Table 4. Average partial effects corresponding to parameter estimation for the of the dynamic multinomial choice random effect panel logit model.

5.3. Capital control, foreign exchange reserve and the special polarization phenomenon

In the dynamic multinomial choice random effect panel Logit model, random effect and dynamic model are used to identify the impact of state dependence on the choice of the exchange rate regimes. At the same time, the non-state dependence factors such as capital control, foreign exchange reserve, currency mismatch and so on introduced in this paper also have important influences on the exchange rate regime choice. The estimation results in implicate that the core explanatory variables in this paper, namely the capital account openness (ka_open), the foreign exchange reserve adequacy (reserve) and the level of currency mismatch (nfa_gdp), have a significant impact on the exchange rate regimes choice. However, their effects on different developing stages economies, especially the impacts on special polarization phenomenon, are different. Details are as follows.

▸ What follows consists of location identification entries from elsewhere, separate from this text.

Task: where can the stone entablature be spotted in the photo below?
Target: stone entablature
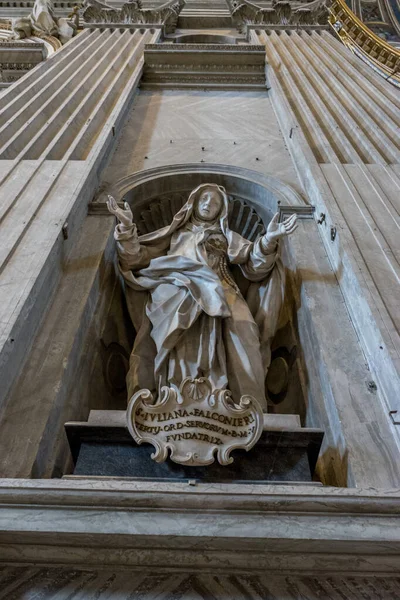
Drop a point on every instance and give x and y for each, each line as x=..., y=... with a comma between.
x=212, y=527
x=226, y=66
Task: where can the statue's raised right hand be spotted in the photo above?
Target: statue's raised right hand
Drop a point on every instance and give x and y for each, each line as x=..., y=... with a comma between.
x=125, y=217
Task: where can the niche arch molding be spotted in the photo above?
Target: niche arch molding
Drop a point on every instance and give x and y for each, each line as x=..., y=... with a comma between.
x=157, y=194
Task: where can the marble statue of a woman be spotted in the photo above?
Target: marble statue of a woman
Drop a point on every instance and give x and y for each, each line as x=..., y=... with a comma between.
x=190, y=315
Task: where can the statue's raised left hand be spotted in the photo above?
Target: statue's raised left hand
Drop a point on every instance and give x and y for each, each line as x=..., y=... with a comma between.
x=277, y=230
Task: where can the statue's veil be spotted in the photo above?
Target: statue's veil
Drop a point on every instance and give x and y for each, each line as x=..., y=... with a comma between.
x=186, y=213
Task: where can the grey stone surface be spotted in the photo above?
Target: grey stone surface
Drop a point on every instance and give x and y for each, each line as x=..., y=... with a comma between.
x=70, y=584
x=278, y=456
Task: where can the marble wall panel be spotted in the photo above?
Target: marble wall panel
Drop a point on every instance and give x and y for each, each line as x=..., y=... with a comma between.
x=173, y=127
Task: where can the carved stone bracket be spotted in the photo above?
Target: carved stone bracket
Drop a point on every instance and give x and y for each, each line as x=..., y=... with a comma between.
x=194, y=423
x=165, y=15
x=282, y=12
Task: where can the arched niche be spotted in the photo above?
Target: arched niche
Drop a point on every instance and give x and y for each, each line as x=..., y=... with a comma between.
x=158, y=194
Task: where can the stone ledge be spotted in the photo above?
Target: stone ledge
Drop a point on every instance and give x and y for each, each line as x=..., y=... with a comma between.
x=213, y=527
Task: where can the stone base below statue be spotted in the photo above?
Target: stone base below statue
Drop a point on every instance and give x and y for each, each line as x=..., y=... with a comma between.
x=285, y=453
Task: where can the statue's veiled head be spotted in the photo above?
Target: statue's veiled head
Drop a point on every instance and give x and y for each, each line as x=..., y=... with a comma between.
x=208, y=204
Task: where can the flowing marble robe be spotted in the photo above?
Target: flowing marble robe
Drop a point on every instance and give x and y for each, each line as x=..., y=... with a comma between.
x=192, y=319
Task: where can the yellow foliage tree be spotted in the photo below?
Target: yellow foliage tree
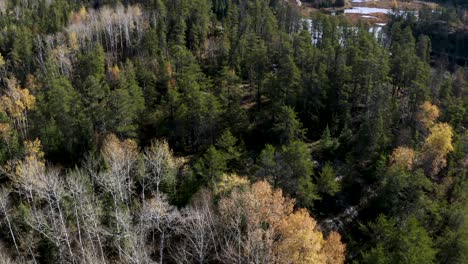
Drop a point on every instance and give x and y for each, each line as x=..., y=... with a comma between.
x=269, y=229
x=403, y=156
x=229, y=182
x=427, y=114
x=333, y=249
x=16, y=103
x=300, y=242
x=436, y=147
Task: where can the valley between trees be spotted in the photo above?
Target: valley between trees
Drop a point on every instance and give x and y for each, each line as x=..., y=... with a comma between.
x=231, y=131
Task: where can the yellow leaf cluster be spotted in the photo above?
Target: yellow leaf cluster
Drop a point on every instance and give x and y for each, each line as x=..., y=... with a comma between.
x=333, y=249
x=17, y=101
x=2, y=61
x=229, y=182
x=34, y=148
x=300, y=243
x=427, y=114
x=5, y=131
x=115, y=150
x=269, y=220
x=403, y=156
x=436, y=147
x=115, y=72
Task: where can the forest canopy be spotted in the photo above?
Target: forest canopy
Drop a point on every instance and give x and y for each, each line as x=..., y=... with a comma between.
x=229, y=131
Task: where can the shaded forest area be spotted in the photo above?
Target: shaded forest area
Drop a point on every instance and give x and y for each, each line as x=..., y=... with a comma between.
x=228, y=131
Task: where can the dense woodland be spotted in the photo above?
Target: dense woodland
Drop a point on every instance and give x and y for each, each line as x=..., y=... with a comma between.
x=228, y=131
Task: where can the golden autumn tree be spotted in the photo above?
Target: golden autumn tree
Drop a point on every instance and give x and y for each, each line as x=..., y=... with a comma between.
x=427, y=115
x=404, y=157
x=261, y=224
x=300, y=241
x=436, y=148
x=16, y=103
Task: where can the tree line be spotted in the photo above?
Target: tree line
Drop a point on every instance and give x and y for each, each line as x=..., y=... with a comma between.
x=210, y=131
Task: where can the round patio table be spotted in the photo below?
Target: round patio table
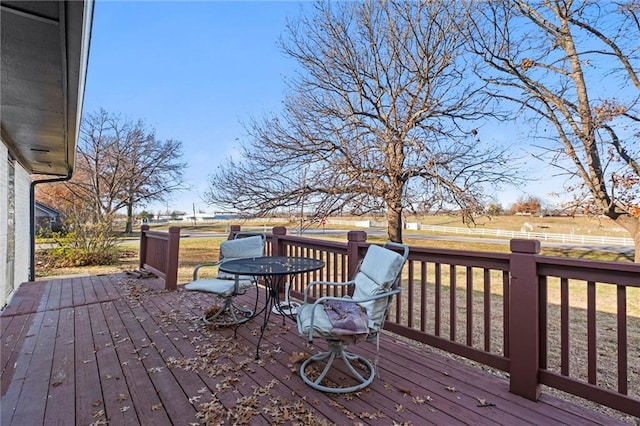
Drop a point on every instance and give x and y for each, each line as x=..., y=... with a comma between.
x=274, y=270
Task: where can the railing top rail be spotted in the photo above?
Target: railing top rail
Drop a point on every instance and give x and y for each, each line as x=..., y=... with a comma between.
x=499, y=261
x=590, y=270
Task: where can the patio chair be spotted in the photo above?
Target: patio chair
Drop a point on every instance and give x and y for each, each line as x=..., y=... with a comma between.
x=344, y=320
x=227, y=286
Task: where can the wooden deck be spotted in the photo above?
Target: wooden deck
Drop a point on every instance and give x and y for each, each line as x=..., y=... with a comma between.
x=117, y=350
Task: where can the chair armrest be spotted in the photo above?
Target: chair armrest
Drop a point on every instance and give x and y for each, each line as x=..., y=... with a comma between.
x=322, y=299
x=327, y=283
x=202, y=265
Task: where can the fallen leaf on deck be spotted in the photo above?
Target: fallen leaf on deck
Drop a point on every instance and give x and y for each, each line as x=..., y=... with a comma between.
x=298, y=357
x=483, y=403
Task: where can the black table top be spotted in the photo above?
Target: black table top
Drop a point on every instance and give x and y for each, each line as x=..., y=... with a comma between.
x=271, y=265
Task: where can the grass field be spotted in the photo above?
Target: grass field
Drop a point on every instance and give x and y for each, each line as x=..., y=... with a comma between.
x=198, y=250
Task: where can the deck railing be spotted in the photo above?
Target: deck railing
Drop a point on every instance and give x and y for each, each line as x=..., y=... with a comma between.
x=159, y=254
x=520, y=312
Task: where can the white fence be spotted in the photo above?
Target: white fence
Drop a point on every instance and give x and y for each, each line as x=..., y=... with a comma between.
x=543, y=236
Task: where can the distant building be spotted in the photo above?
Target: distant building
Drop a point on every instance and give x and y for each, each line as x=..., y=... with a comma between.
x=47, y=218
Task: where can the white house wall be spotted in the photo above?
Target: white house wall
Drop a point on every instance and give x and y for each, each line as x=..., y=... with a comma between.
x=22, y=224
x=3, y=223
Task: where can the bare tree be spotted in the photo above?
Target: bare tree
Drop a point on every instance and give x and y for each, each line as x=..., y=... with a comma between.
x=120, y=164
x=379, y=119
x=572, y=68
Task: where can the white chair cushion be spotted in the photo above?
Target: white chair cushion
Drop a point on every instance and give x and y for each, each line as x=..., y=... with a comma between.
x=377, y=273
x=221, y=287
x=239, y=249
x=321, y=323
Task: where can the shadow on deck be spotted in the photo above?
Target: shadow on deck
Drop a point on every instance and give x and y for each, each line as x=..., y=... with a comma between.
x=118, y=350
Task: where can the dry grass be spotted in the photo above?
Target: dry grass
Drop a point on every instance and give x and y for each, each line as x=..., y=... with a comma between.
x=198, y=250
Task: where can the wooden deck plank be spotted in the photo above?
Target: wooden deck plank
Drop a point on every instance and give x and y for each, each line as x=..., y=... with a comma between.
x=115, y=390
x=87, y=375
x=132, y=348
x=52, y=300
x=61, y=400
x=132, y=344
x=168, y=389
x=30, y=407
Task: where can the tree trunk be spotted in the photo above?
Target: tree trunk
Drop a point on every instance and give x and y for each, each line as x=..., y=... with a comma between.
x=128, y=229
x=394, y=223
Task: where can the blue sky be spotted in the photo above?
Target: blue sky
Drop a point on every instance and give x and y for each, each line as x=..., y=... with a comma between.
x=195, y=71
x=192, y=70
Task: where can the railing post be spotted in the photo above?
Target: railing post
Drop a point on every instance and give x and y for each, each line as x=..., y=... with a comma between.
x=354, y=238
x=143, y=245
x=277, y=249
x=524, y=337
x=233, y=229
x=173, y=248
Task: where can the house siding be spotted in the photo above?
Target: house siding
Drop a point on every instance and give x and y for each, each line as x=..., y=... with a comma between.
x=23, y=226
x=22, y=247
x=4, y=290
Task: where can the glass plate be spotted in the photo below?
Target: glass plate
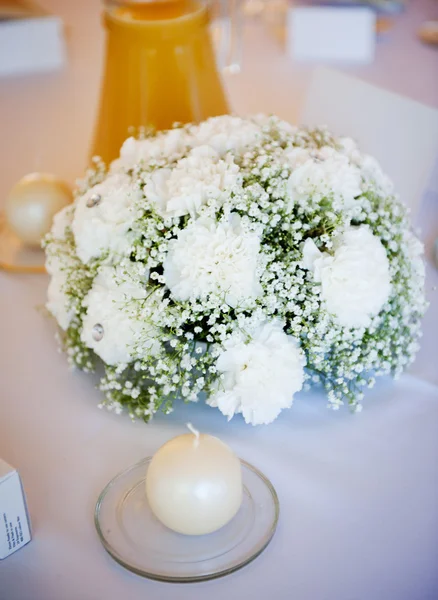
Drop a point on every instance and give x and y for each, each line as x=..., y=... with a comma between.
x=138, y=541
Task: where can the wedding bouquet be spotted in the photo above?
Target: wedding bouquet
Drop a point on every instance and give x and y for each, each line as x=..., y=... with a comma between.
x=243, y=259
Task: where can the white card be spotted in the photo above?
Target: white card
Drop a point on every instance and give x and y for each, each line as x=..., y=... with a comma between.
x=14, y=520
x=401, y=133
x=331, y=34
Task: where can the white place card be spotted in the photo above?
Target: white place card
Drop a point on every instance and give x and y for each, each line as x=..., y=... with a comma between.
x=14, y=520
x=401, y=133
x=331, y=34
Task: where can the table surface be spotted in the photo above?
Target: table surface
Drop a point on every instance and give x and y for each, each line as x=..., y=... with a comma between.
x=358, y=494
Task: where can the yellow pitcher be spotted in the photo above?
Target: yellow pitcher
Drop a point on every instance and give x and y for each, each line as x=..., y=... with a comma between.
x=160, y=66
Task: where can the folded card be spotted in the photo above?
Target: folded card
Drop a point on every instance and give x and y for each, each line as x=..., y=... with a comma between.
x=401, y=133
x=14, y=520
x=331, y=34
x=31, y=40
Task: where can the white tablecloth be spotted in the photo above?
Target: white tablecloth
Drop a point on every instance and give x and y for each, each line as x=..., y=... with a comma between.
x=358, y=494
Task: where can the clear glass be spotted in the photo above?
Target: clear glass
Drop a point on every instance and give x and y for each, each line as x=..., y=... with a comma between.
x=160, y=67
x=138, y=541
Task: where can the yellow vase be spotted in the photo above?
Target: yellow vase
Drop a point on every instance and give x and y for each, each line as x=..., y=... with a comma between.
x=160, y=69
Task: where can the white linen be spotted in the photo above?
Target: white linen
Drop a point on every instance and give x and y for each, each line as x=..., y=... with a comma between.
x=358, y=494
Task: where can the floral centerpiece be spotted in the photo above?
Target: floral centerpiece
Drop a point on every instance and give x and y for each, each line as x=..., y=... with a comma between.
x=241, y=258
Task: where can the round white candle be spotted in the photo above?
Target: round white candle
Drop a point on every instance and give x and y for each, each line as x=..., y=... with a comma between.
x=194, y=484
x=32, y=204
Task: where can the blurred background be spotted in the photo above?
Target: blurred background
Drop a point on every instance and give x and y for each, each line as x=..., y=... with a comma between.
x=47, y=118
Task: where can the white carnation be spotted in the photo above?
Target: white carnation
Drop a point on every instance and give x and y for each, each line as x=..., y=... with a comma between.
x=196, y=179
x=226, y=133
x=165, y=145
x=323, y=173
x=415, y=252
x=355, y=280
x=110, y=304
x=260, y=376
x=214, y=258
x=105, y=226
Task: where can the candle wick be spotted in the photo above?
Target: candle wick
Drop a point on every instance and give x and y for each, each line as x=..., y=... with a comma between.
x=195, y=433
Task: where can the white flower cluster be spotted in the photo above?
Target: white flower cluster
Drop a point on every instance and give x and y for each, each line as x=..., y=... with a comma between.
x=242, y=258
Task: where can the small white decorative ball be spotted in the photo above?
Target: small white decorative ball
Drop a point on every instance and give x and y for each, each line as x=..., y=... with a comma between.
x=32, y=204
x=194, y=484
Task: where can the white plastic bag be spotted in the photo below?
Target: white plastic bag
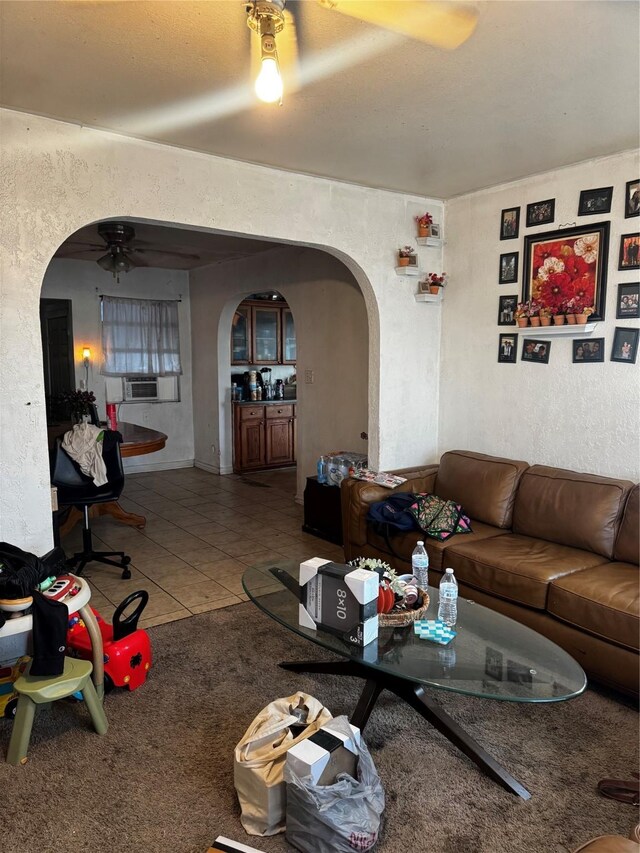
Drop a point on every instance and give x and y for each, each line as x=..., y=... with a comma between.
x=337, y=818
x=260, y=757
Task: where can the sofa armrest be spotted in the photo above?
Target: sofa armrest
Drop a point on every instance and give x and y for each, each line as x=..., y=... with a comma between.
x=356, y=496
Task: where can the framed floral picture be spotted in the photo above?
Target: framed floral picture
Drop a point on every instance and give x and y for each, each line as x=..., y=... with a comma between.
x=510, y=223
x=629, y=252
x=566, y=270
x=541, y=212
x=508, y=273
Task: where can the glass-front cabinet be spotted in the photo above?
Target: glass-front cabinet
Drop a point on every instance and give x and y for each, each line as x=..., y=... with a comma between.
x=288, y=338
x=241, y=336
x=266, y=335
x=263, y=334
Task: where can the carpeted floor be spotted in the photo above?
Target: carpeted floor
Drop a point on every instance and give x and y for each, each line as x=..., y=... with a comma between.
x=162, y=778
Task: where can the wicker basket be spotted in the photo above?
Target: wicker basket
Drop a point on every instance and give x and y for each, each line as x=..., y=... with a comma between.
x=404, y=617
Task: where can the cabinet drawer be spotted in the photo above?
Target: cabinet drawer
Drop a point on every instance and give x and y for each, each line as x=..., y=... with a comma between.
x=251, y=413
x=279, y=412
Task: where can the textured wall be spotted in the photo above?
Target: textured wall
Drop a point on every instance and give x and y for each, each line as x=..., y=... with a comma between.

First, the estimation result of the capital account openness (ka_open) is inconsistent with the theoretical prediction, but it is an important factor leading to the special polarization phenomenon. Among the estimation results of the 155 economies and the developing economies samples, the value of average partial effect of ka_open is positive (fixed relative to the intermediate) and negative (floating relative to the intermediate), which indicates that, with the improvement of the openness of capital account, the economies are inclined to choose the fixed exchange rate regime (relative to the intermediate exchange rate regime) or intermediate exchange rate regime (relative to the floating exchange rate regime). That is to say, economies are more inclined to choose the less-flexible exchange rate regime. The classical exchange rate regime choice theories, such as Impossible Trinity, argue that with the improvement of the capital account openness, the economies should choose the floating exchange rate regime if the policy maker want to obtain monetary policy independence. The above estimation results are inconsistent with the classical theory, but they are consistent with the empirical observation result that most developing economies choose non-flexible exchange rate regimes such as the fixed and the intermediate exchange rate regimes. Among the estimation results of developed economies, the value of average partial effect of ka_open is also positive (fixed relative to the intermediate), which indicates that with the improvement of the capital account openness, the developed economies are more inclined to choose the fixed exchange rate regime (relative to the intermediate exchange rate regime). This result is also inconsistent with the classical theory, but it is consistent with the stylized fact that the fixed exchange rate regime and floating exchange rate regime are chosen by most developed economies, while the developed economies seldom choose the intermediate exchange rate regime. Among the estimation results for emerging market economies, the average partial effect of ka_open are not statistically significant.

Second, the estimation result of the foreign exchange reserve adequacy (reserve) is basically consistent with the theoretical prediction, and the estimation result is also internally consistent with the special polarization phenomenon. Among the estimation results of the 155 economies and developing economies samples, the value of average partial effect of reserve is positive (fixed relative to the intermediate) and negative (floating relative to the intermediate), which indicates that, with the improvement of foreign-exchange reserve adequacy, economies are more inclined to choose either fixed exchange rate regime (relative to the intermediate exchange rate regime) or intermediate exchange rate regime (relative to the floating exchange rate regime). That is, the higher the economy foreign-exchange reserves are, the more willing the monetary authorities are to intervene in the foreign exchange market and reduce the volatility of the nominal exchange rate. Accordingly, the non-flexible exchange rate regime will be chosen. This result is consistent with the findings of Klein and Shambaugh (Citation2015), Ilzetzki et al. (Citation2019). Among the estimation results of developed economies, the average partial effect of reserve is 0.002 (fixed relative to the intermediate), which indicates that, with the increase of foreign exchange reserves, the developed economies also tend to choose fixed exchange rate regime (relative to the intermediate exchange rate regime). Among the estimation results of emerging market economies, the value of average partial effect of reserve are not statistically significant.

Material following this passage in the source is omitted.